The chip maker is developing a wide range of chips to run AI applications, including GPUs and accelerators like its Gaudi accelerators. An open source approach to AI could make its chips more attractive to clients. Intel took a similar approach with Linux, where it makes hardware driver contributions to the Linux kernel to make sure its chips are compatible with each new OS release.
But Intel’s AI presence is nothing compared to Nvidia, which made AI computing possible through its GPUs. Today, Nvidia’s GPUs are used to run AI applications deployed by Microsoft and Facebook. Google and Amazon also host Nvidia’s latest Hopper GPUs for clients to run training and inferencing AI applications.
Nvidia wants to monetize its dominance in AI and believes a closed-source approach is the way to get there. The company is using its proprietary hardware and software tools to lock up developers into its ecosystem.
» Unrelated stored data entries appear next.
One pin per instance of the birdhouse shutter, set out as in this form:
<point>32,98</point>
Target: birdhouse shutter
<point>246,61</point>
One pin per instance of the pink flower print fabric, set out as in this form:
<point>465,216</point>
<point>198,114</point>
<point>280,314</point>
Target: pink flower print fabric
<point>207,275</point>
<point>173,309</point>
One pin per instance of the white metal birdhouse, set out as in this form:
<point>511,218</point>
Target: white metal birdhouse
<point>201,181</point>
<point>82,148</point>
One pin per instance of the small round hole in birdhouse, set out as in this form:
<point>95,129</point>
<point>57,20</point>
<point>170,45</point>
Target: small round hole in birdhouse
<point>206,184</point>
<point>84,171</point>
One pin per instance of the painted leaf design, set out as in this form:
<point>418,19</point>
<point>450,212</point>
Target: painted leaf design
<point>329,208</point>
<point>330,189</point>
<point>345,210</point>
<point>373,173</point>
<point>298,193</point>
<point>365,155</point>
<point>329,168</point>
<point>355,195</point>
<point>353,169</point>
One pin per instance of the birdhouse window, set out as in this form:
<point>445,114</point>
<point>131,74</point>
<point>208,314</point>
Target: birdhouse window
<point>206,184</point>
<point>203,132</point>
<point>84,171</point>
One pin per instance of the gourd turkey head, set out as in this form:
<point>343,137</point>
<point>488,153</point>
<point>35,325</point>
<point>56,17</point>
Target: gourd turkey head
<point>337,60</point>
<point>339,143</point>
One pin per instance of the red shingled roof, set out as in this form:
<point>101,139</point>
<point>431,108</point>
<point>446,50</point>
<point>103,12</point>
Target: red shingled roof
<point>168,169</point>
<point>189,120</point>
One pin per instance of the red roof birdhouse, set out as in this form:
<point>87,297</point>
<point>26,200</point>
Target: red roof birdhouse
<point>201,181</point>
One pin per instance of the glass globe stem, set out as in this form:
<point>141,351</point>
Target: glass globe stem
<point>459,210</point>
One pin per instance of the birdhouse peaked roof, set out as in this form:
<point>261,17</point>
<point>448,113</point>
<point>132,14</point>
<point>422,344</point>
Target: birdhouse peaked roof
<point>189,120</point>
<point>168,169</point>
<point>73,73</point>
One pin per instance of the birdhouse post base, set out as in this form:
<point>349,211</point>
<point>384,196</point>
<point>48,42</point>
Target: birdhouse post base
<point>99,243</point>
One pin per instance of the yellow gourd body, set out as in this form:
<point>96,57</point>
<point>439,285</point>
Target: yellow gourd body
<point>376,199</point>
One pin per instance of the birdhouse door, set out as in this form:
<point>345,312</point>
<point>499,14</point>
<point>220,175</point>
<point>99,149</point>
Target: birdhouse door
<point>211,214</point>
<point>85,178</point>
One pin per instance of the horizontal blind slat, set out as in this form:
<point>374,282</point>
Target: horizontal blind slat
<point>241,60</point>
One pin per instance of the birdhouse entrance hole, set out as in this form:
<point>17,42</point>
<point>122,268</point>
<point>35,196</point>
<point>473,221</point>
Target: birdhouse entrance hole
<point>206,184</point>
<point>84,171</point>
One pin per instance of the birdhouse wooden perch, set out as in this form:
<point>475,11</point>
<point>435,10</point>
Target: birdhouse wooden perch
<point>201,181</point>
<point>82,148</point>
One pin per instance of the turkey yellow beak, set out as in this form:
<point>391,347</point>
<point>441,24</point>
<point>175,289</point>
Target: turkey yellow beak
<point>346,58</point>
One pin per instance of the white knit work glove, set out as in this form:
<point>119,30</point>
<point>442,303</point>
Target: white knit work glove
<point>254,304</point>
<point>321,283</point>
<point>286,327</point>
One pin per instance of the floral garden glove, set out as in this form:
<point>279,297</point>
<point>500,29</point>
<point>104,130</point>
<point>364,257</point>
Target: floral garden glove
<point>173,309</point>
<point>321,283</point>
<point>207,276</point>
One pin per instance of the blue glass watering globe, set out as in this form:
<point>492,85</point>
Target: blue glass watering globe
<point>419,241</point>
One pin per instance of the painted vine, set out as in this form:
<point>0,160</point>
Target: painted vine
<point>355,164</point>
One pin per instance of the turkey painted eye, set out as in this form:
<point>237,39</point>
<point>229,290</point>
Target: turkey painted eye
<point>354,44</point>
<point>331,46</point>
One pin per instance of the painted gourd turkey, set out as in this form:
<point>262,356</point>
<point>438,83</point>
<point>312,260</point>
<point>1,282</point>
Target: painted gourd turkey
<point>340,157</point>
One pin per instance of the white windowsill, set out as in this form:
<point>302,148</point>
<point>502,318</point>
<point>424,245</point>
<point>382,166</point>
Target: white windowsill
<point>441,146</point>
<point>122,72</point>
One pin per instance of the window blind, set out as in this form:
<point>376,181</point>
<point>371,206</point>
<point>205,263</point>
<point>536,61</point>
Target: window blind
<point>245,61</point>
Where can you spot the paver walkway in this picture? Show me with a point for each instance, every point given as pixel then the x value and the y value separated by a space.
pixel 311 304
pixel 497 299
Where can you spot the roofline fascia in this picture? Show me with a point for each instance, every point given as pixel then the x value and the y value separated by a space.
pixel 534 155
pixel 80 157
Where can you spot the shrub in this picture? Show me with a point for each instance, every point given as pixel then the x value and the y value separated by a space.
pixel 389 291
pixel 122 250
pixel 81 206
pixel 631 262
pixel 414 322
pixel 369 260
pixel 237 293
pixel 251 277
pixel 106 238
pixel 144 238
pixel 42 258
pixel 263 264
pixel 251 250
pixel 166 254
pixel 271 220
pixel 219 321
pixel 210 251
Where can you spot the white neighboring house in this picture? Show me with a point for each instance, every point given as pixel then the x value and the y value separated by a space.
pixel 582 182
Nvidia’s software development stack, which is called CUDA is already popular among AI developers. Applications written in CUDA only work on the company’s GPUs. Other machine-learning frameworks such as OpenCL and ROCm are available, but getting out of CUDA can be an expensive affair.
The graphics chip maker says it has open sourced libraries to develop vertical AI applications, but those need the company’s GPUs to execute. Intel is trying to cut off that proprietary approach with its SYCL tool, which cuts off CUDA-specific code so applications can run on any CPU, GPU, FPGA, or other accelerators.
Nvidia has also built a services business around AI. Companies can submit their AI needs to Nvidia, which then creates and deploys the application across its GPUs. Nvidia hopes to become an AI software giant and tap into what the company believes could become a $1 trillion market opportunity.